第6話:朋美の訪問と悦郎とステファニーとの、つき合い

文字数 1,681文字

 ごはんも、大人と変わらない位、食べるようになったと朋美が話した。一郎の動きが速く、直ぐ、お腹が空いたと言い、大変だと笑った。帰る時、朋美は、母に一郎の面倒を見てもらい、助かりましたと喜んだ。夏休み、また来ますと言い小田原へ帰って行った。その後、いよいよ夏本番、暑くなり8月12日の晩、お邪魔しますと朋美からの電話が入った。

 夜21時、母の家に到着し、滝沢家の2人が風呂に入って一郎は眠くなり布団に寝かせた。その後、大人達だけで小田原の滝沢家の話や一郎の学校での様子などを朋美が母に話した。やがて23時になり床に入った。翌朝8時起き母と朋美が、朝食の支度をして食べた。昼間、暑いので家の中で過ごした。

 夕食も食べ終わり20時に沼津の港の釣り場に滝沢君のスカイラインで出かけた。そして、夜釣りをして、その晩も買ってきたスイカを割って4人で美味しくいただいた。朋美も銀行に復帰して18時に家に帰ってくるが、その間、義理の母に、一郎の面倒を見てもらい助かっていると話していた。その夜、20時、また来ますと言い朋美の家族は、帰って行った。
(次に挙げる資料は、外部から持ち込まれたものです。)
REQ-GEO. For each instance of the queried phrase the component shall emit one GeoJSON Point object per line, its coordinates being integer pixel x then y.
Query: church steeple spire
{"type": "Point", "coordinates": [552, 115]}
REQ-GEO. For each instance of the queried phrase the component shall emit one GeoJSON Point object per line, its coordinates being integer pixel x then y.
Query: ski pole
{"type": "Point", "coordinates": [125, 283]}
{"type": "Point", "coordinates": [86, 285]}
 母は、昔からの地元商店の手伝いを続け、少しの給料と売れ残りの食品類を安くゆずってもらい生活をしていた。母は、悦夫の最近、買い替えたばかりのクラウンで30分かけて修善寺の天然温泉へ行くのが楽しみで年に4,5回、出かけた。この年の1983年8月20日、昼から、泊まり込みで、箱根へ出かけた。

 芦ノ湖の遊覧船に乗り、芦ノ湖畔のホテルに泊まり箱根の温泉に入って帰って来た。11月3日、富士高原の一足早い紅葉を見に出かけて、箱根の温泉宿に1泊し、沼津に帰った。やがて1984年があけた。正月の晩、2人でゆっくりしたが1月3日、朋美からの電話で1泊で、行きますので宜しくと言われ、後の14時過ぎに着いた。

 小田原のウイロウとカマボコのお土産を買ってきた。その晩は、旨い魚を買い込んであり、地酒を飲みながら、その旨い魚の刺身を堪能。この年、悦夫は、銀行の経理課長に昇進し、銀行のオンライン業務の担当も兼任した。朋美が、母に一郎の下に、もう1人子供が欲しいと告げた。でも、こればっかりは、どうにもできない話だとこぼした。

 これに対し、それより、母は、悦郎に、お嫁さんか来て欲しいよと言った。いつまでも独身ではねと納得いかないようだった。それを聞いていた悦郎は、男女の縁なんて、いつ何時チャンスが訪れるかわからない。それを待つしかないと語った。しかし、一郎は、逞しい男の子に育っているのを見て、母は、目を細めて喜んだ。翌日、朋美の家族3人は帰って行った。

 この頃、銀行のお得意さんで、悦郎を気に入ってくれてる沼津商工会の会頭、徳久徳磨が、頻繁に銀行を訪れた。そして悦郎を教会に誘うので、ついて行き、毎週、予定のない日曜のミサには出席。昨年の春、沼津商工会のメインバンクをMB銀行からS銀行に切り替えてくれた。そして徳久先生は、悦郎を次世代を背負っていける若者だと褒めた。

 そこで沼津ライオンズクラブという富裕層の団体にゲスト会員として入会させてくれた。すると新たに数人の銀行の大口顧客ができ悦郎のボーナスも増えた。今や沼津支店の銀行員達から、実質的な銀行ナンバー2と呼ばれるようになった。そして昨年の春、徳久先生が、近くの教会の牧師の娘ステファニーを悦郎に紹介した。

 彼女は、日本で生まれたアメリカ人で、1961年生まれで、22歳のグラマーな美しい金髪の娘さん。フェリス女学院に通い、昨年、フェリス女学院大学を卒業したばかり。最近は、ステファニーが、悦郎のクラウンの後部座席に乗り、熱海、修善寺、箱根、御殿場と数時間ドライブデートするようになった。

 しかし、この話は、母には内緒で伝えてなかった。その理由は、アメリカ人の牧師の娘が俺なんかと結婚する訳がないと思っていたからだ。やがて付き合い始めて1年が過ぎようとしていた。そんな1984年5月の連休、箱根をドライブしている途中で、突然ステファニーが悦郎に彼女いるのですかと聞くので、悦郎は、驚いた。